Cool. If you need some help, you know, follow up posting supporting your thesis, let me know. My e-mail address is in my personal stuff.

I assume that I have your permission to spread this around to everyone I know, slightly modified, of course. :slight_smile:

I’m not sure your UL will spread. There’s no “eek” factor, no “gross” factor, no “conspiracy” factor, no “fear” factor etc…in it which could lead people to repeat and spread it, IMO.

By the way, such an experiment has already be conducted scientifically at least once in France, and probably many other times in various countries, so I suppose there should be some studies on this topic out there…

Yeah, but it has the element of simplicity.

Who wants to bother with developing film to see “rods” or “globes”, as I’ve seen it called? I mean, come on, that costs money! :smiley:

I don’t think it’s fair if you, or other erstwhile debunkers, try to spread it. You’re basically eliminating the counter-force that hampers most ULs. I also agree with clairobscur that it won’t spread well - nobody except UL circle people knows what the heck rods are.

A friend of mine decided to spread a rumor around my hometown that Ewan McGregor did the voice of Scrooge McDuck, under a pseudonym. It was then retold to him as fact at many a party.

Why he decided on that particular falsehood is beyond me, but I have to admit that I found it very amusing.

This is fighting ignorance?

No. It’s flying ignorance!

Oooh, idea-we should see if we can’t make a whole slew of them.

I think your UL might be a tad too complicated. It also doesn’t really have a meaty hook, in that it isn’t a story, doesn’t involve a celebrity, and builds on an already-existing urban legend.

But, hey, good luck. :).

What next? Send out a bunch of spam to see if any of it bounces back?

Why not send a chain letter saying that you’re a dying child who’s last wish is that everyone send his letter to five of their friends?

Sorry for the sarcasm, but what’s the point of this “Sociological Experiment”?

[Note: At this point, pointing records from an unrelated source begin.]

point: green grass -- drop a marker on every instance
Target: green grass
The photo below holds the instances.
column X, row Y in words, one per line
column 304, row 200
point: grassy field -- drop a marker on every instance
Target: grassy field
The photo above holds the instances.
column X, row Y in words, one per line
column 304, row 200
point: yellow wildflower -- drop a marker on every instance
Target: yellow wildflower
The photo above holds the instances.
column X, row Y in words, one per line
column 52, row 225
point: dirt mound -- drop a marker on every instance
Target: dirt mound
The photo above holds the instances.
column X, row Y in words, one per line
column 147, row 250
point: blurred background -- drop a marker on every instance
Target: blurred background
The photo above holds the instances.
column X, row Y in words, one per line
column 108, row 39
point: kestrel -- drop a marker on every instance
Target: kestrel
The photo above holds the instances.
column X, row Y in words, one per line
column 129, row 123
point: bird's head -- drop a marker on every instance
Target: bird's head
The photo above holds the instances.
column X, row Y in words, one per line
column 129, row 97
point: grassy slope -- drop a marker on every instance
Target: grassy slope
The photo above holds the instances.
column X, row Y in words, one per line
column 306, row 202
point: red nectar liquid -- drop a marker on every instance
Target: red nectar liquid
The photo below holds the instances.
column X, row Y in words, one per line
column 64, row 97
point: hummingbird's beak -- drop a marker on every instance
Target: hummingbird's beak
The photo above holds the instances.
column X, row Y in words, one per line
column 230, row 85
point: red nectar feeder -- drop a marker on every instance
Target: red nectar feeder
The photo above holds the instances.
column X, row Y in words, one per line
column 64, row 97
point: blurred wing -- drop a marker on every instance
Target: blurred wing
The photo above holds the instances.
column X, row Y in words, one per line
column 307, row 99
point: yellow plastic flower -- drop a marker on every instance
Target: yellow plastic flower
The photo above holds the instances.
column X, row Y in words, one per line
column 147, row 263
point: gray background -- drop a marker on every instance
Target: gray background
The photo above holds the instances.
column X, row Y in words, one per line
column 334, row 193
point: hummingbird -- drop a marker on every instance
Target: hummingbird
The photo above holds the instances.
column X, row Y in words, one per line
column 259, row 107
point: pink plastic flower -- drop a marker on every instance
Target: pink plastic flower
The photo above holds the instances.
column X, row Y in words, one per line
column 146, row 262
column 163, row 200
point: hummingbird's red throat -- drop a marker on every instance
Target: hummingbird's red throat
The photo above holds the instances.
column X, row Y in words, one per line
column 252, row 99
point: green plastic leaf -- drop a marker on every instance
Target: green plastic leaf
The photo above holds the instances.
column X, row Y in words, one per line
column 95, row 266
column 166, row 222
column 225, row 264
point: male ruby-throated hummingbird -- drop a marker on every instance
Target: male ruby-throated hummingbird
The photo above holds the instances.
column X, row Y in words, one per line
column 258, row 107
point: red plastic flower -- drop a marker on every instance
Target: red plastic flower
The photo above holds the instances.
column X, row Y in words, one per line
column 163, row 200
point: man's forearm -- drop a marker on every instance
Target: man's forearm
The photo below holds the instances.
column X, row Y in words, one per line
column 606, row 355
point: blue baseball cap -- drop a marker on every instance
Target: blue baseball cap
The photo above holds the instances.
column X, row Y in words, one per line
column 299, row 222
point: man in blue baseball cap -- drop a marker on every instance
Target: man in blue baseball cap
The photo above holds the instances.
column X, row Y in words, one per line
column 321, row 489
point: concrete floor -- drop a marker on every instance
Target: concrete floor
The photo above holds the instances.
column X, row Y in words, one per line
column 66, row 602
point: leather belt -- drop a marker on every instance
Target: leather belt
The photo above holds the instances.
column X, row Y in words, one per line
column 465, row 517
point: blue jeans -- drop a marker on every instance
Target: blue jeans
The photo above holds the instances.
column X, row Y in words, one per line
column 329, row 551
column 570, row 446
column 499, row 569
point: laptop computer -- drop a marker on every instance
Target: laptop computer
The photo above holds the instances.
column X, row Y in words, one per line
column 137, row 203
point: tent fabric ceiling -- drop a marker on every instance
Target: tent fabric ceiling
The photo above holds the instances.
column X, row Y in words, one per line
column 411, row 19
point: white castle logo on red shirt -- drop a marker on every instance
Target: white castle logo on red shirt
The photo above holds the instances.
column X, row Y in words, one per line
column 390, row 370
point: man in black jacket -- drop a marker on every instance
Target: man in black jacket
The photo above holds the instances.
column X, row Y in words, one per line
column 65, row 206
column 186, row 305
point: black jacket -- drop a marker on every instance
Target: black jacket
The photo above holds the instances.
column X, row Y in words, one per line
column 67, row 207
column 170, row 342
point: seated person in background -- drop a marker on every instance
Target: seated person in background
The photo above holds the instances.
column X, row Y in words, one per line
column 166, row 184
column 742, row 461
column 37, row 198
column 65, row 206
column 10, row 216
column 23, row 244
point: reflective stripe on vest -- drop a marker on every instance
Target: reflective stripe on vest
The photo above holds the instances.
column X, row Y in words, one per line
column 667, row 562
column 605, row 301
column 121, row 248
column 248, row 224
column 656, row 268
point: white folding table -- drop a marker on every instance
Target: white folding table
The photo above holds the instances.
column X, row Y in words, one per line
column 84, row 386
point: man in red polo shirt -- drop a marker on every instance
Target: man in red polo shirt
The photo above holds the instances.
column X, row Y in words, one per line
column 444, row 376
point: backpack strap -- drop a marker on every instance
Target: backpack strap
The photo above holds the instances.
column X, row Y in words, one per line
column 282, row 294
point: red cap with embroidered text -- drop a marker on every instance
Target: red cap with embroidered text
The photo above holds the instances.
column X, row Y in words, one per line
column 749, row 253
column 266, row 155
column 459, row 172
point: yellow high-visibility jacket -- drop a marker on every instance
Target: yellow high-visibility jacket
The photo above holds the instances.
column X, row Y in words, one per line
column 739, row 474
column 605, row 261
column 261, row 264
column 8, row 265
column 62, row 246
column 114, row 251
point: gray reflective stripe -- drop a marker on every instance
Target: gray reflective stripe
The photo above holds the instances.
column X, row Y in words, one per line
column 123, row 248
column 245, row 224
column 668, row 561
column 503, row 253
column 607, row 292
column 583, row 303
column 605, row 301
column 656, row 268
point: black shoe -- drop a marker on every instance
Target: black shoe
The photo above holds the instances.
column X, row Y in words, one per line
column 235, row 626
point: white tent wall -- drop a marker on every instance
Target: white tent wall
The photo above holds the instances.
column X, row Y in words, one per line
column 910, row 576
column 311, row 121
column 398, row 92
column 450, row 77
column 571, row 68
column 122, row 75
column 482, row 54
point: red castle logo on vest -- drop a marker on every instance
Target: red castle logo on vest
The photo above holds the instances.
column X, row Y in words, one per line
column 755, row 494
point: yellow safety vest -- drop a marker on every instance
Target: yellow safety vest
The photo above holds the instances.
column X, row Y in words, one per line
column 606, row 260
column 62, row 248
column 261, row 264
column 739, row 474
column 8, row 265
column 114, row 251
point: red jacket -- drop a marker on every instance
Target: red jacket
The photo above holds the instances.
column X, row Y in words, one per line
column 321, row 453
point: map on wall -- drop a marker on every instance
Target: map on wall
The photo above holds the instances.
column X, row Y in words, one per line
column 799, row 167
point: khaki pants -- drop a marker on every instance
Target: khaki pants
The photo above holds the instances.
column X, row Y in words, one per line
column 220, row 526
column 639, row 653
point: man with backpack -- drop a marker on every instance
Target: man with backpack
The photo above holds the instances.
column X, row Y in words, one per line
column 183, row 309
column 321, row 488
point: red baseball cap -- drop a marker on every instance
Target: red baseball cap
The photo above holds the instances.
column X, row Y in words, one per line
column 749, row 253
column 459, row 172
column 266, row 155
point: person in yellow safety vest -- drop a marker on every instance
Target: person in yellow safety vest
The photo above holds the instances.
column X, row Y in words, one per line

Was the spider eating legend really manufactored?

You bet it was.

I agree that its too complicated. I wasn’t quite sure what you were talking about with the rods.

I think you are going to have to dumb it waaaaaay down.
Besides, who has really good mirrors laying around?

The problem with it is you are giving people a chance to ‘test’ it. You need a UL, like the spider one, that no one can really prove.

I can just imagine this conversation:

Spider UL:
Me: Did you know that you eat 12 spiders in your lifetime while sleeping?
Friend: Eeew! gross! (goes off to tell someone else)

Rods UL:
Me: Did you know that you actually don’t need a camera to see rods flying by? instead you can use 2 mirrors hold them against each other and you will see the “rods” flying about in the deep iterations of the reflection.
Friend: What?

Naah… you need either gross or sexual - I think it would be better to invent some story about a childrens toy or some other normal thing and say that if you do “something something” with it, you’ll get an instant orgasm - ofcouse it must be done precisely right to work.

// brian

Yes, this is horrible, this idea.

I don’t like being critical (oh, who am I kidding, I love eeeeeet!) but your urban legend requires too much explanation. I’d never heard of rods before and I’m betting not many people I know have either. Good urban legends don’t need explaining, that’s why they’re so popular!